In the 1760s he carried out special assignments for Petro Kalnyshevsky. Because of his intelligence and education he was always trusted and was popular. He travelled to St Petersburg with Kalnyshevsky and Antin Holovaty in January 1762 for the coronation of Catherine II. Bily was honoured with a gold medal and nobility status.
After his return to the Sich in 1774, Bily and Antin Holovaty once again sent to St Petersburg where he represented the rights of the cossacks and the return of confiscated lands. Their petition was ignored. The fate of the Sich was sealed on April 23, 1775 at a council meeting in the Palace to which Bily and Holovaty were not invited.
During the destruction of the Sich, Bily was in St Petersburg. On his return all he saw of the Sich were ruins. He was able to avoid repercussions and repressions by the direct intervention of G. Potemkin. Bily was retired as a major in the Russian army and tended to the management of his estates. In 1786 he headed the council of nobility in Kherson.
This period is described in various ways. Some state that he moved to the Danubian Sich, and he was labelled a traitor, that he sold out to the Empress for a gold medal. Analysis tends to lead us to the fact that Bily was a skillful politician and understood the politics of the time. He understood that the Sich could not continue within the Russian Empire and understood that it could only survive outside of the Russian Empire. As a result he moved to the Danube and started creating the "Host of Loyal Zaporozhians".
Kherson at that time had started building large sail-boats - corvettes, frigates and line boats for the future Black Sea fleet. Bily took part in the construction of these boats and also in the selection and training of future sailors from the Ukrainian population.
With the addition of Crimea to the Russian Empire, Turkey understood this as being a breaking of the Treaty of Kujchuk-Karnadji. Turkey sent a fleet of 25 large boats and war broke loose.
Commanders were sent from the Baltics, and the Azov fleet was sent to engage the Turks. Potemkin's admirals did not know the conditions in the Dnieper-Black Sea region and as a result Bily took a commanding role. After handing over command of the fleet to vice-admiral F. Klokachov, Bily returned to Kherson where he took command of the Lyman fleet, which was still to be built. The fleet was built in 1787 made up of Cossack Chaikas (one of which is in the Cossack museum in Khortytsia today) and brigants.
During Catherine II visit through Ukraine and Crimea in 1787, Sydir Bily accompanied her with a guard of Cossacks. Catherine was happy with the service and agreed to pardon the Cossacks who had left the Russian Empire.

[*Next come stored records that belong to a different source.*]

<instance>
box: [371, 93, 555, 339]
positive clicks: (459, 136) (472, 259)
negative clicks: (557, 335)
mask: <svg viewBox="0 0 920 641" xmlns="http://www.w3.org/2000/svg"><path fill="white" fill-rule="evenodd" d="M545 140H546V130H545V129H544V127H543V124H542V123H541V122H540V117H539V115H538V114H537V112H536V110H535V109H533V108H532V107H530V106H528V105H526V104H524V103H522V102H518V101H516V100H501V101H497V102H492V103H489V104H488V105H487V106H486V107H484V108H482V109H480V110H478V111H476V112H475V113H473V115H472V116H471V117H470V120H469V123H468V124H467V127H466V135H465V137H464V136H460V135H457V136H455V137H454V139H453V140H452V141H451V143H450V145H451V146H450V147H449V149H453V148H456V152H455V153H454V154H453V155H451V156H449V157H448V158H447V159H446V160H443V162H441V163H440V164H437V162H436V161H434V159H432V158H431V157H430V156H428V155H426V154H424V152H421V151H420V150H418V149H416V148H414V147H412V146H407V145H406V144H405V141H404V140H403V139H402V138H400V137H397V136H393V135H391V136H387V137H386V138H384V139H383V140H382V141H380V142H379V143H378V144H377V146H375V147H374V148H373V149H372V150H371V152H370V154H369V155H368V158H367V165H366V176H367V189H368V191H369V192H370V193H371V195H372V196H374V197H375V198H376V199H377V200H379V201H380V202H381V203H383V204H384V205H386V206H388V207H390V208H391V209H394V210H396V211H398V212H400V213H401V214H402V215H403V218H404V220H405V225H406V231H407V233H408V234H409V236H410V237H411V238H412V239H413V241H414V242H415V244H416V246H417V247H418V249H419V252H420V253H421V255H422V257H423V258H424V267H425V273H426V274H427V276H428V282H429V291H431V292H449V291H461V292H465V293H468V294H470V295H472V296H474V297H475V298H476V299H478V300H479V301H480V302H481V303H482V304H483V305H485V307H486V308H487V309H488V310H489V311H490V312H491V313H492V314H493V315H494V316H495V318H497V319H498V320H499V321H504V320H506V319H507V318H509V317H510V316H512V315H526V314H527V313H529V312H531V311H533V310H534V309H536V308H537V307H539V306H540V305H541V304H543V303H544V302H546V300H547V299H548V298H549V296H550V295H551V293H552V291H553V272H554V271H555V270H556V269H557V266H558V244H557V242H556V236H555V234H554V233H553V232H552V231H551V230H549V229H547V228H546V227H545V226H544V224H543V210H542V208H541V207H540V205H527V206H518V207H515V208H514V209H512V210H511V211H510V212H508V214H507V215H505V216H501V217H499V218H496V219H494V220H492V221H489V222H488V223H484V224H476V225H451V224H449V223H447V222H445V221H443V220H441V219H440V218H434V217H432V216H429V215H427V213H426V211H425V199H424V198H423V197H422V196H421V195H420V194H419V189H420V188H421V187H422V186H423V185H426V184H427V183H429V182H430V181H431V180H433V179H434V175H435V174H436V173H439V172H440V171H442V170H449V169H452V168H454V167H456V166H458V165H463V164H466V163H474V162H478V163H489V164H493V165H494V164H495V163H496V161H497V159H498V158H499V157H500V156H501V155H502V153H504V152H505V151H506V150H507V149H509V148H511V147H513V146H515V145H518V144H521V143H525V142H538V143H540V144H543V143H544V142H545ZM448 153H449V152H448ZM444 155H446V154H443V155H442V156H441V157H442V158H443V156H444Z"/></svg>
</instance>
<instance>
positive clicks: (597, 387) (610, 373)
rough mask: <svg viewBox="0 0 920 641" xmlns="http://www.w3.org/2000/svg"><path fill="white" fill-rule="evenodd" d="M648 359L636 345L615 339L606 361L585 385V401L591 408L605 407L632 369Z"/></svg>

Potemkin placed the French Prince Nassau-Zigen as commander of the Lyman fleet.
Sydir became the commander of the Cossack Chaikas.

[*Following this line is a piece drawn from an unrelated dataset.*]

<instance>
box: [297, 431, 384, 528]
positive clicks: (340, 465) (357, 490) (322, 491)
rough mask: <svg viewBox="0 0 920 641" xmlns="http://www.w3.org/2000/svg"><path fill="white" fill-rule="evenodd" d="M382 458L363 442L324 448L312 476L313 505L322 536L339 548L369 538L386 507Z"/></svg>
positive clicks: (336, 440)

27 February 1787 Suvorov sent Koshovy Bily to the Empress to petition for the return of the Zaporozhian attributes: a large white with blue cross flag, some other smaller flags, bulava etc. The flag became the basis for the current Navy flag of Ukraine.
The word Zaporozhian however, was no longer allowed to be used, although Suvorov paid no heed to the ban.
September 7, 1787 the next Russo-Turkish war erupted. The tragedy of this campaign was that they not only fought the Turks, but also their brethren who had resettled in the Danubian Sich.
The fleet led by Sydir Bily had negotiated with the Danubian Cossacks not to engage them in combat. They shot their cannon a number of times and returned to shore. The refusal of the Danubian Cossacks to fight their brothers guaranteed Potemkin victory.
On the 17 June near Ochakiv a new battle erupted. A number of boats of Eksi-Hasan were grounded in the shallow waters. The Lyman flotilla attacked and destroyed six frigates. During the attack 18 cossacks died and 235 were taken captive. Sydir Bily was also wounded. He was taken to the Kinburg fortress. Suvorov gave him his finest doctors, but this was all in vain.
Bily died June 20, 1788 at the age of 72. At his funeral were Suvorov, Antin Holovaty, contr-admiral John Paul Jones.